L’UE se rebelle (un peu) contre les Etats-Unis
La Commission européenne a porté plainte vendredi contre les surtaxes américaines sur l’acier et l’aluminium auprès de l’OMC. Mais elle compte aussi s’allier aux entreprises et aux consommateurs américains pour faire pression sur l’administration Trump
Hier, la Commission européenne a porté plainte, auprès de l’Organisation mondiale du commerce, contre les surtaxes américaines sur l’acier et l’aluminium. Mais elle a aussi appelé, par la voix de sa commissaire chargée du Commerce, à la reprise du dialogue et à la mise en place d’une stratégie commune dirigée contre la Chine.

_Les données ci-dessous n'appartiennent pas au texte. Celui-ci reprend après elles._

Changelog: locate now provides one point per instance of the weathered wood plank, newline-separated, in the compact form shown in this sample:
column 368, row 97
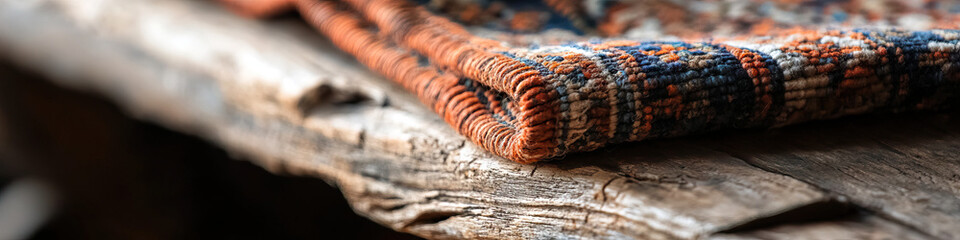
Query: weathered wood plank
column 276, row 93
column 904, row 167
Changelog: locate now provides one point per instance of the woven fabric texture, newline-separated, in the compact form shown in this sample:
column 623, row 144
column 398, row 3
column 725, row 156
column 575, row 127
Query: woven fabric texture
column 533, row 93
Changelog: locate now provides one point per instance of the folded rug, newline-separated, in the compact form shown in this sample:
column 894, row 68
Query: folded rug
column 535, row 87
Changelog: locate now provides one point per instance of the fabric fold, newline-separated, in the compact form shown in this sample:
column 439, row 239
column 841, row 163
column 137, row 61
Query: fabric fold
column 530, row 103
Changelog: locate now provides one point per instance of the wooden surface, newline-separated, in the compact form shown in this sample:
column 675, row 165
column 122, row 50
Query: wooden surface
column 279, row 94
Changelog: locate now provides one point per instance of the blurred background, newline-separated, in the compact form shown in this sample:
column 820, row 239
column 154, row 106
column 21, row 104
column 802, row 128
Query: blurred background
column 73, row 166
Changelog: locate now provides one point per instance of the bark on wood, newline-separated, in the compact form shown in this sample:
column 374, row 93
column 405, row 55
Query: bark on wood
column 278, row 93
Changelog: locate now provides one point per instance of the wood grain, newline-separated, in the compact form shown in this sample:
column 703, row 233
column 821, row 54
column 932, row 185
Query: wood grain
column 279, row 94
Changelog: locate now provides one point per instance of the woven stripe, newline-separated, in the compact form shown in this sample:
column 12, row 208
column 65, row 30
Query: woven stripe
column 539, row 102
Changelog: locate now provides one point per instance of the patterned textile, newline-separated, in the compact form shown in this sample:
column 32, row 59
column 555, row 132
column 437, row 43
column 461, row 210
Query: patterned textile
column 528, row 83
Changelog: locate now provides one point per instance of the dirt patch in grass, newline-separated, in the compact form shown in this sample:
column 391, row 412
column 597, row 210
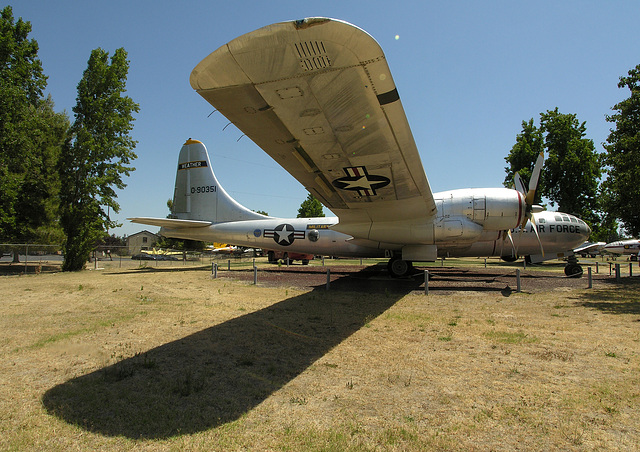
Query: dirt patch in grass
column 172, row 358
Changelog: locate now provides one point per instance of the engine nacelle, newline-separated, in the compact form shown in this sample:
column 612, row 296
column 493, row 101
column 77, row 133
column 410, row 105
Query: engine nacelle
column 492, row 208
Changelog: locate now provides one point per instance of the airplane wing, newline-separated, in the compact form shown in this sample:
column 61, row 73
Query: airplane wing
column 317, row 96
column 170, row 222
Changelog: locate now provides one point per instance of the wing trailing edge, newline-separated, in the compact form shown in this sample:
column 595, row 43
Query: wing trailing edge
column 170, row 222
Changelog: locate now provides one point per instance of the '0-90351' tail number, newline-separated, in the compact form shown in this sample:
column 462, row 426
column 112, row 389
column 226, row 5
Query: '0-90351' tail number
column 204, row 189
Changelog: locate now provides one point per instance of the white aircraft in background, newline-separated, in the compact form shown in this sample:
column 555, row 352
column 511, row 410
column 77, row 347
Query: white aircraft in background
column 631, row 246
column 318, row 97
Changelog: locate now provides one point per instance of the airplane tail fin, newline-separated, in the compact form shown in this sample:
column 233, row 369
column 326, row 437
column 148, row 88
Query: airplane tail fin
column 198, row 195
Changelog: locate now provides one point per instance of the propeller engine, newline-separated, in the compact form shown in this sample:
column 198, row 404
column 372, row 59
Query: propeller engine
column 529, row 195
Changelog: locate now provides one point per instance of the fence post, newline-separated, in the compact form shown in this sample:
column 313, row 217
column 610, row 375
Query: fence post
column 328, row 277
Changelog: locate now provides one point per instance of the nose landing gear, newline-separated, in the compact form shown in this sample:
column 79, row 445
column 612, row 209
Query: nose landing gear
column 573, row 269
column 398, row 268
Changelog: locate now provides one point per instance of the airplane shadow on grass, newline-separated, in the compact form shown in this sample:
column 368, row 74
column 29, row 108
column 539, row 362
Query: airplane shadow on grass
column 216, row 375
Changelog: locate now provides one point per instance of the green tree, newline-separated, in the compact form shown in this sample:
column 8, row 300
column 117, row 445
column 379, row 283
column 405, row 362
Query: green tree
column 621, row 188
column 523, row 155
column 31, row 135
column 572, row 167
column 96, row 155
column 310, row 207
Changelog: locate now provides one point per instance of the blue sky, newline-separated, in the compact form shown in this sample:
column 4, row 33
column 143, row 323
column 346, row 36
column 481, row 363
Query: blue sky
column 468, row 74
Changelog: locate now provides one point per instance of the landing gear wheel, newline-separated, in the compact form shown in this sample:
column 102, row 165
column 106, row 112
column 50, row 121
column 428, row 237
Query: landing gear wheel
column 398, row 267
column 573, row 270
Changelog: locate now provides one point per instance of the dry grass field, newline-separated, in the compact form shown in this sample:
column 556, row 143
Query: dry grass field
column 171, row 359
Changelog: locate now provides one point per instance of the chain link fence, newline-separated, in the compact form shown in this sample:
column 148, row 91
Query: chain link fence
column 34, row 258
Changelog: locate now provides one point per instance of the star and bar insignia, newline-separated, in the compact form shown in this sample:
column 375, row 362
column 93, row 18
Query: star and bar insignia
column 283, row 234
column 358, row 179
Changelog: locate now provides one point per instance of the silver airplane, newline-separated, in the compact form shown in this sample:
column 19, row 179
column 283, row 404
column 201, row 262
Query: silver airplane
column 317, row 95
column 203, row 210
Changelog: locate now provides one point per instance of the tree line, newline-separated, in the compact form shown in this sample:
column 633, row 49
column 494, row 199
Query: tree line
column 57, row 177
column 600, row 188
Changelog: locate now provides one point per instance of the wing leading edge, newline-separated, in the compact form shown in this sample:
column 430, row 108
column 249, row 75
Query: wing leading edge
column 317, row 95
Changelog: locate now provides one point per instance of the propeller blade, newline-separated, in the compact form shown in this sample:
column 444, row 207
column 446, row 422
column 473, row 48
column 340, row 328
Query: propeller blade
column 514, row 251
column 535, row 178
column 519, row 185
column 535, row 229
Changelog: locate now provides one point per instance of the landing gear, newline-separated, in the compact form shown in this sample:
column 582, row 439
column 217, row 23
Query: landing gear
column 573, row 269
column 398, row 267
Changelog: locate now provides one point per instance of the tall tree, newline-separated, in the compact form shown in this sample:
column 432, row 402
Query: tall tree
column 310, row 207
column 96, row 156
column 572, row 167
column 622, row 188
column 522, row 157
column 31, row 135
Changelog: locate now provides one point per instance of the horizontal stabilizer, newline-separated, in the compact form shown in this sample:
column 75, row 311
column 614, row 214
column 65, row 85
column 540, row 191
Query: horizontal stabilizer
column 170, row 222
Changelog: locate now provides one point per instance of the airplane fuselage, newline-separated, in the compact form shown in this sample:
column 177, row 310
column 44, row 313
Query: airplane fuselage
column 456, row 234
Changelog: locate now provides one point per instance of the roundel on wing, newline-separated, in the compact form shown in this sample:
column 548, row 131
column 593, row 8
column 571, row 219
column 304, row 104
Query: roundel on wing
column 358, row 179
column 284, row 234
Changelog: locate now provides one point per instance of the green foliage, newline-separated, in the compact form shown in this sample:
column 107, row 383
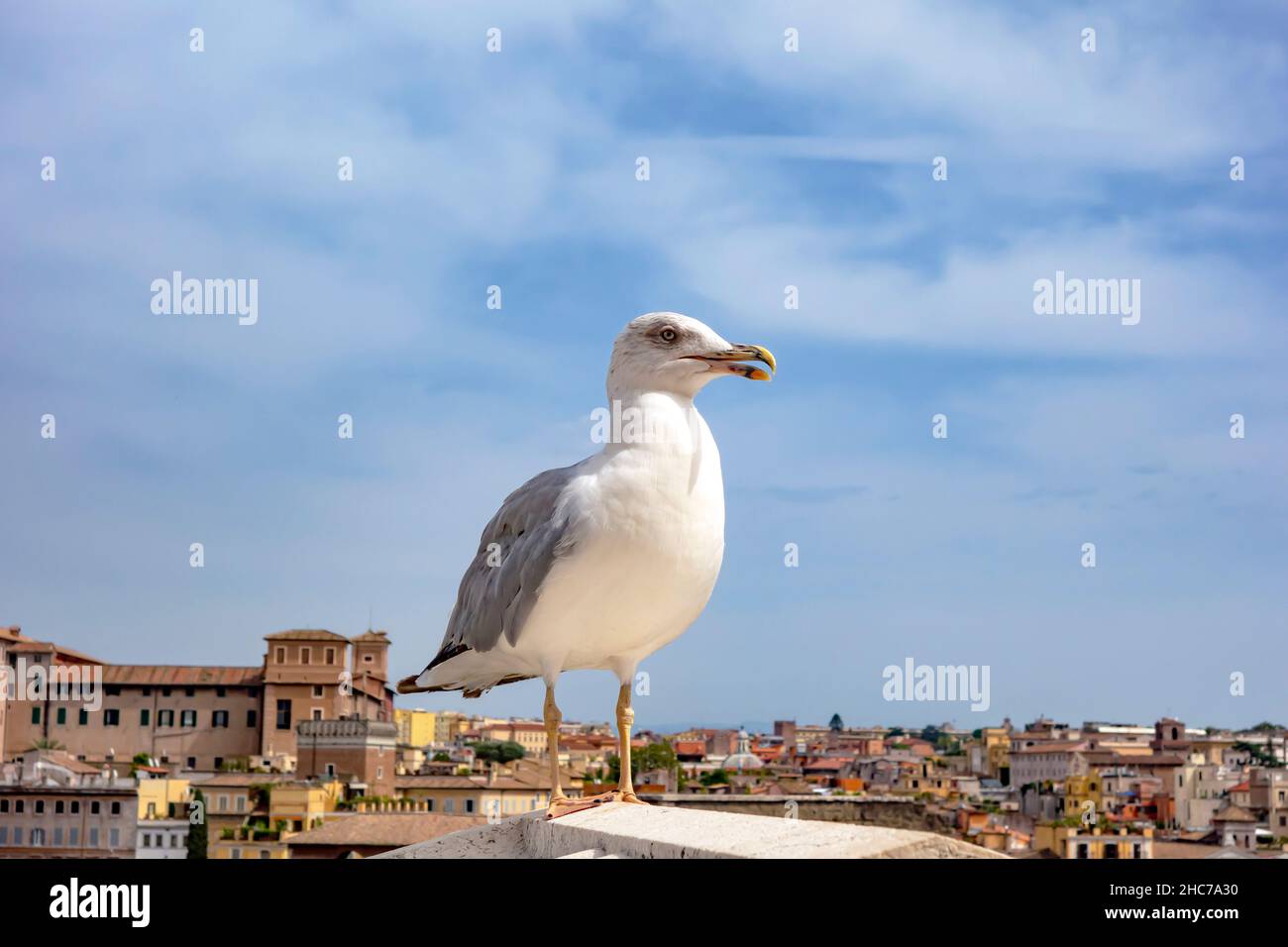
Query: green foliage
column 713, row 777
column 652, row 757
column 497, row 751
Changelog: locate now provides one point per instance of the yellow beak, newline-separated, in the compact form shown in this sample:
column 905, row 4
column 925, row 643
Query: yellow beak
column 729, row 361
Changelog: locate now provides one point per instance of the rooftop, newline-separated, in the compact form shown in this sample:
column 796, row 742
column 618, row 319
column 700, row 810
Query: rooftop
column 619, row 830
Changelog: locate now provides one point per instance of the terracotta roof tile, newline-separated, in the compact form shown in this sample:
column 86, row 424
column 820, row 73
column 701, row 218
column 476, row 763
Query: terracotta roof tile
column 385, row 828
column 181, row 676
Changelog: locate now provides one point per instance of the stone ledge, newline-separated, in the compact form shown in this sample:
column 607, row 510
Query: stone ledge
column 638, row 831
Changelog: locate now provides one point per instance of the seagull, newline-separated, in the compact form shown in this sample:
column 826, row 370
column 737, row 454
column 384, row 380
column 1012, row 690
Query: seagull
column 597, row 565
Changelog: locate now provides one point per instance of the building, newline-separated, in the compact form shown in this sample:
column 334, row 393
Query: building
column 1235, row 827
column 494, row 795
column 163, row 814
column 1047, row 762
column 1064, row 841
column 52, row 805
column 362, row 754
column 308, row 676
column 189, row 716
column 531, row 736
column 416, row 728
column 370, row 834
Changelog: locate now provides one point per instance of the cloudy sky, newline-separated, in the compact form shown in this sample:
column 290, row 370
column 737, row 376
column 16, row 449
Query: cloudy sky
column 768, row 169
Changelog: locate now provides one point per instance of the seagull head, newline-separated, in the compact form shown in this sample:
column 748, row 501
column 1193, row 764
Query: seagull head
column 669, row 352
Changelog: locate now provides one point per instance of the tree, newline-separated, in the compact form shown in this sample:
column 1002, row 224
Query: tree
column 1258, row 755
column 713, row 777
column 652, row 757
column 197, row 830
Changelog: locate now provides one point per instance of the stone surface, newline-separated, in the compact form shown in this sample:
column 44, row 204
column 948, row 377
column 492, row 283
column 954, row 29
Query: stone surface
column 652, row 831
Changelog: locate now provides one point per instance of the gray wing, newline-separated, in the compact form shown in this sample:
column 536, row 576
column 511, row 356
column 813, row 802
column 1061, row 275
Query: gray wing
column 516, row 549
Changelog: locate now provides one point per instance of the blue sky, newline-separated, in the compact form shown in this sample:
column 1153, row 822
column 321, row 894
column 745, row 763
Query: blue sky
column 768, row 169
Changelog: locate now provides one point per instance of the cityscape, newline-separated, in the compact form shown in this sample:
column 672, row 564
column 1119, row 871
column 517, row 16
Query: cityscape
column 305, row 755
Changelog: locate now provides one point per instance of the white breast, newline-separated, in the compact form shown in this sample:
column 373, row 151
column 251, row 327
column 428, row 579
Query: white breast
column 648, row 551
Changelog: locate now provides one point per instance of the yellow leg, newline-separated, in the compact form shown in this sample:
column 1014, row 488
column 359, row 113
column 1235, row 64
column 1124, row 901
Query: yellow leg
column 625, row 718
column 553, row 718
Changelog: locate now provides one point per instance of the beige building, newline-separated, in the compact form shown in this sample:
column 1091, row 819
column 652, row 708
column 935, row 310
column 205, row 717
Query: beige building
column 531, row 736
column 308, row 676
column 191, row 716
column 52, row 805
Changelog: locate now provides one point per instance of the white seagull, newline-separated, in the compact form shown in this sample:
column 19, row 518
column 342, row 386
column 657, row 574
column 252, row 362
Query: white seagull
column 599, row 565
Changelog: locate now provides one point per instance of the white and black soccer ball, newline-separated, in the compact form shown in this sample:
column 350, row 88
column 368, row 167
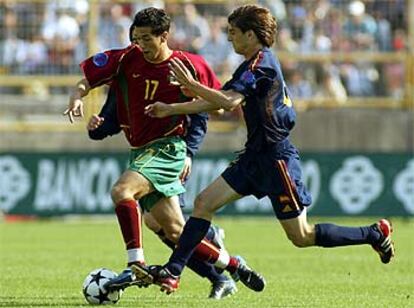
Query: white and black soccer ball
column 94, row 291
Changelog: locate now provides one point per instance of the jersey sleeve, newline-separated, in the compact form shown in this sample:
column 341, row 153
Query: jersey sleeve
column 110, row 125
column 102, row 67
column 204, row 72
column 196, row 131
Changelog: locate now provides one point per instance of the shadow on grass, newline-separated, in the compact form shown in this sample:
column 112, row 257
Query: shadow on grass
column 44, row 301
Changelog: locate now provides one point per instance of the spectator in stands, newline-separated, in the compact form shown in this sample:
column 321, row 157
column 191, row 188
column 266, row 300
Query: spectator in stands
column 360, row 29
column 218, row 51
column 330, row 85
column 191, row 29
column 62, row 36
column 299, row 87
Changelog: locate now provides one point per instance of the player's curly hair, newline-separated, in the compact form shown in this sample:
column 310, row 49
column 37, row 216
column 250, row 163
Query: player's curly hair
column 157, row 19
column 255, row 18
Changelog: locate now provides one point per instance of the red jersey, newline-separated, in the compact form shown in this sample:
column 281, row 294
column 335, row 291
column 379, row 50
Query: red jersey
column 140, row 83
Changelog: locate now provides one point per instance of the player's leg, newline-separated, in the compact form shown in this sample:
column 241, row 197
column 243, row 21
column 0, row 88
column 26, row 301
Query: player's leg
column 191, row 240
column 290, row 207
column 130, row 185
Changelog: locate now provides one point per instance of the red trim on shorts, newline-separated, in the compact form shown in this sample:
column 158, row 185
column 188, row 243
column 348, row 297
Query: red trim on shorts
column 290, row 189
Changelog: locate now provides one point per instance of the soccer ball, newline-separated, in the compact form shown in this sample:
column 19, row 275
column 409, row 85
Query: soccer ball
column 94, row 291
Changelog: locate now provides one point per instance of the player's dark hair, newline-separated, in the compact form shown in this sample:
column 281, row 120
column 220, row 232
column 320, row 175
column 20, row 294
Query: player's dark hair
column 255, row 18
column 156, row 19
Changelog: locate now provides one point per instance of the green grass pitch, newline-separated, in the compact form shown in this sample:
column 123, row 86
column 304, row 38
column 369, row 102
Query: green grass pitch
column 43, row 263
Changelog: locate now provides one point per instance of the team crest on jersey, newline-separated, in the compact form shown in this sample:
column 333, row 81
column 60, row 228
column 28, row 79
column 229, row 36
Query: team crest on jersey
column 100, row 59
column 248, row 78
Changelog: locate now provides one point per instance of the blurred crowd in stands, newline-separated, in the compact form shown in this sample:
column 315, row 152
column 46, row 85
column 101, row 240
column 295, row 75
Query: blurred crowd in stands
column 52, row 37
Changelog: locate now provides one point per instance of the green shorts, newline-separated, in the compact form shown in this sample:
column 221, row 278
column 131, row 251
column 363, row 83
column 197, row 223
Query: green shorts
column 161, row 163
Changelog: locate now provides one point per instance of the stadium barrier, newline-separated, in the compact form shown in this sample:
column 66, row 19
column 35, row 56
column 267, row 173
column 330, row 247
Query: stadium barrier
column 51, row 184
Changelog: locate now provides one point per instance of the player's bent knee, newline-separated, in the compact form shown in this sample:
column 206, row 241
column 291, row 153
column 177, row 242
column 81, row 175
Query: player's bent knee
column 173, row 234
column 202, row 206
column 120, row 192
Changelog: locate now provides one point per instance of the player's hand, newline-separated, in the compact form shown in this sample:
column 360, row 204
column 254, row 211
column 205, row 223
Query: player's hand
column 157, row 110
column 75, row 108
column 185, row 173
column 94, row 122
column 181, row 73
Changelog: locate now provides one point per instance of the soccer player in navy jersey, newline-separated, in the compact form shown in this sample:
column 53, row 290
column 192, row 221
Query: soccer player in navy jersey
column 139, row 76
column 106, row 124
column 269, row 165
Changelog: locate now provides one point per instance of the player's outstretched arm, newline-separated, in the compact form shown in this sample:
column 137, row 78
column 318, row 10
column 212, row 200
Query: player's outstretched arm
column 226, row 100
column 75, row 105
column 162, row 110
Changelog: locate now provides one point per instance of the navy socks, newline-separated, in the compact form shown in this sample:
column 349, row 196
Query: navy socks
column 201, row 268
column 194, row 231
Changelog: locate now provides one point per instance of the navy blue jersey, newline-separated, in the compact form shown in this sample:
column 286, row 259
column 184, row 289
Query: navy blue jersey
column 267, row 108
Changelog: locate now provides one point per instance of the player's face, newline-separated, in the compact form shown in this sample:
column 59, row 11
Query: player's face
column 150, row 44
column 238, row 39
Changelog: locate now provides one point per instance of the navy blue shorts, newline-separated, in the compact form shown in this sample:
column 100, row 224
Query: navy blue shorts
column 274, row 173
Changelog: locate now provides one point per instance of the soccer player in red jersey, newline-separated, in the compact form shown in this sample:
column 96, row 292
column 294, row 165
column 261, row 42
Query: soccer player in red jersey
column 140, row 76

«Les Etats-Unis se trompent d’ennemi. Le problème de surcapacité d’acier sur le marché mondial est bien réel, mais la responsabilité ne revient pas à l’Union européenne.» C’est en ces termes que, dépitée et presque en s’excusant, que Cecilia Malmström, commissaire européenne chargée du Commerce, a annoncé vendredi que la Commission venait de porter plainte contre les surtaxes américaines sur l’acier et l’aluminium européens, entrées en vigueur le même jour.
Autre riposte: dans une vingtaine de jours, la Commission aura fini d’évaluer les conséquences des sanctions américaines. Elle frapperait alors à son tour et en conséquence les produits américains entrant en Europe d’une surtaxe. Une liste qui paraît anecdotique (beurre de cacahuètes, jeans Levi’s, jus d’orange, whisky Jack Daniel’s et motos Harley-Davidson) a déjà été déposée auprès de l’OMC.
Mais par-dessus tout, Cecilia Malmström a plaidé pour reprendre le dialogue «entre alliés traditionnels» pour sanctionner le vrai coupable de l’excès d’acier: la Chine, en l’occurrence. Pour ménager les Etats-Unis, la commissaire a annoncé avoir introduit une plainte à l’OMC contre la Chine. Motif: Pékin oblige les entreprises européennes à partager leurs technologies.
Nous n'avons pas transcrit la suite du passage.